In response, a few companies including Coca-Cola, IKEA, Hewlett-Packard, Unilever, and VINCI joined forces with other expert organizations to create the Leadership Group for Responsible Recruitment — working to put systems in place to ensure that the costs of recruitment are borne not by the worker but by the employer.
Building channels for worker voice
Faced with systemic human rights challenges, companies have also responded by creating channels for workers to voice their concerns, without fear of retaliation from their employer. Take the example of the slavery, trafficking, and violence that has been uncovered on fishing boats and in onshore processing facilities in Thailand.
As a sector-wide issue that is firmly part of the Thai fishing industry, companies such as Marks & Spencer, Mars Petcare, Walmart, Tesco, and Waitrose have supported the Issara Institute, premised on the continuous monitoring of workplaces through direct engagement with workers. The Issara Institute reports having found a little over 5,500 workers in forced labor situations in one year through this direct engagement with workers.
There will be several times when lawyers feel that the challenges are too significant, and that their companies can’t do anything about them. An understandable response may be to close up and say the least possible. However, the opposite response is now expected, and lawyers play a critical role in helping their companies with this transparency.
For instance, in response to the intense scrutiny surrounding how information and communications technology companies respond to government requests for data, UK mobile operator Vodafone enlisted the support of its lawyers. Its in-house lawyers conducted extensive research to compile a public report summarizing the applicable laws in force in the company’s countries of operation, thereby shining a spotlight on the challenge of both meeting the law and the company’s principles, including with regard to the right to privacy.

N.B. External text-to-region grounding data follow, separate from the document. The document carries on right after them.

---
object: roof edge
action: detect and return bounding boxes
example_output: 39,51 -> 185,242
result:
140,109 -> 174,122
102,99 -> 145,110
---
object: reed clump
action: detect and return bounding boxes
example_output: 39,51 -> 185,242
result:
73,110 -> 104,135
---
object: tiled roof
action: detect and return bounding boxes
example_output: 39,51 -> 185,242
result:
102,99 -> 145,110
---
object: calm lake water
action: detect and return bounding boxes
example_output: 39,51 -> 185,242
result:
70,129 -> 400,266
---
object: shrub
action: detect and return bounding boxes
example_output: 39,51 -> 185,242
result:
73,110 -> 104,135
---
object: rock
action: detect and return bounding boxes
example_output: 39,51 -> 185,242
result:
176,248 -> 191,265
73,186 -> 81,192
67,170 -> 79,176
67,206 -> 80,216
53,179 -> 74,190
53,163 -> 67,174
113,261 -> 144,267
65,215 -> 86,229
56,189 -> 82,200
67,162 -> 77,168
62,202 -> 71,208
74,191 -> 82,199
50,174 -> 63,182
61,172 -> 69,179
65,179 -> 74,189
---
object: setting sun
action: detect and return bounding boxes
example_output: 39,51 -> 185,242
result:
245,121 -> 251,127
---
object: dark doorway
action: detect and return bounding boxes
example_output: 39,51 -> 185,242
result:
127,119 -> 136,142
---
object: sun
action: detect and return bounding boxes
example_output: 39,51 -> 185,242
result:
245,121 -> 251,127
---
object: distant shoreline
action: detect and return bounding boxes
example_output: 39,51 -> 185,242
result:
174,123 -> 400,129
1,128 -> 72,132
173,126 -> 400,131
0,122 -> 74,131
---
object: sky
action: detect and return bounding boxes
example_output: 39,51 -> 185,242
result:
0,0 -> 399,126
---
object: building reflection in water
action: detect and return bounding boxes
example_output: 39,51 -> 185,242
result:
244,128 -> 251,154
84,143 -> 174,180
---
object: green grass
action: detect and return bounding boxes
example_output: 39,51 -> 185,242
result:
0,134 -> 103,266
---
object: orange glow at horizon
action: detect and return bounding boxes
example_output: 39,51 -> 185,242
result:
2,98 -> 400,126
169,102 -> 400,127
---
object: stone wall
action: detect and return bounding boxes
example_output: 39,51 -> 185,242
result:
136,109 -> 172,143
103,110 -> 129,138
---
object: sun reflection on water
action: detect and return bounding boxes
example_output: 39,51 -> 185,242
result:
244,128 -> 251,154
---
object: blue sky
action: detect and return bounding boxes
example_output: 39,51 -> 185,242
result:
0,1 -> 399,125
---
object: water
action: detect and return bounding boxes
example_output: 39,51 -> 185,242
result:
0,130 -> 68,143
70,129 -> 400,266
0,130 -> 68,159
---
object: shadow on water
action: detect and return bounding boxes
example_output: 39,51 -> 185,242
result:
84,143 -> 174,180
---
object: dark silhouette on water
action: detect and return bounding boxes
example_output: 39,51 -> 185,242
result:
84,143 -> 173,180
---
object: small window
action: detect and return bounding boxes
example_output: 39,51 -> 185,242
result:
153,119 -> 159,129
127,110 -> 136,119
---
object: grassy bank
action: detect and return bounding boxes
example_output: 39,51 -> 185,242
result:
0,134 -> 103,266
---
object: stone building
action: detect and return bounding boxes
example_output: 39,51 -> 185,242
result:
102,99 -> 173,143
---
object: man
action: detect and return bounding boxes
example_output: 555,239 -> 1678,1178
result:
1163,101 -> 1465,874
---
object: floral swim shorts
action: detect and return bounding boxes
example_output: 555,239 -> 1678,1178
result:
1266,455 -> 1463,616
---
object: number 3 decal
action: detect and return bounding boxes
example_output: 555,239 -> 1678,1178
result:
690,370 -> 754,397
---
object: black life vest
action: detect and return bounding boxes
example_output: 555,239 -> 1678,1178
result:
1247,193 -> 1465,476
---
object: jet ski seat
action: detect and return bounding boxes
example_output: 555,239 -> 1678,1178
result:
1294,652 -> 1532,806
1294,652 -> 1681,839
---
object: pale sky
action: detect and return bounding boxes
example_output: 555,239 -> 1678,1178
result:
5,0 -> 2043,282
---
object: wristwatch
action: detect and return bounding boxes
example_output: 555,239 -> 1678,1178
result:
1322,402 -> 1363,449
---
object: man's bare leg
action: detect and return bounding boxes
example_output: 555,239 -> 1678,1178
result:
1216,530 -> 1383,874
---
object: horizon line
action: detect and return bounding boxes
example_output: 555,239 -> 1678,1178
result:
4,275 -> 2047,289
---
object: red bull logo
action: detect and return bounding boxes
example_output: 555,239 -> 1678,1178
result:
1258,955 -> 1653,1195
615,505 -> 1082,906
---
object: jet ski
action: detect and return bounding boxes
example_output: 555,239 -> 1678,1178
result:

This insight into applicable law has been updated and expanded. The transparency supports and complements the role of the senior legal counsel at the company’s local operating businesses who advise Vodafone on how to ensure compliance with both the law and its own principles.
Another example comes from Swiss food and beverage company Nestlé whose lawyers played a critical role in the publication of its white paper, “Talking the Human Rights Walk.” While publication of human rights impact assessments in full or of their executive summaries is now expected, this was one of the first disclosures in this regard. Not only does it show steps taken, but it also helps the company be transparent about challenges faced in practice, based on its sector of activity, and the countries it operates in and sources from.
As lawyers, we are trained to know our companies’ risks, to quantify them, and to limit our companies’ exposure to them. We have tools at our disposal to do so, such as contracts, limitations on liability, and rights of termination.
It can feel very uncomfortable to not have all the answers. But navigating complexity is the reality for companies operating in today’s world, and the soft law embodied in the Guiding Principles has been developed to help support these companies as they do so.
Lawyers play a significant role in helping steer their companies through this new reality and lean into the challenges faced to emerge as sustainable, ethical, and rights-respecting companies.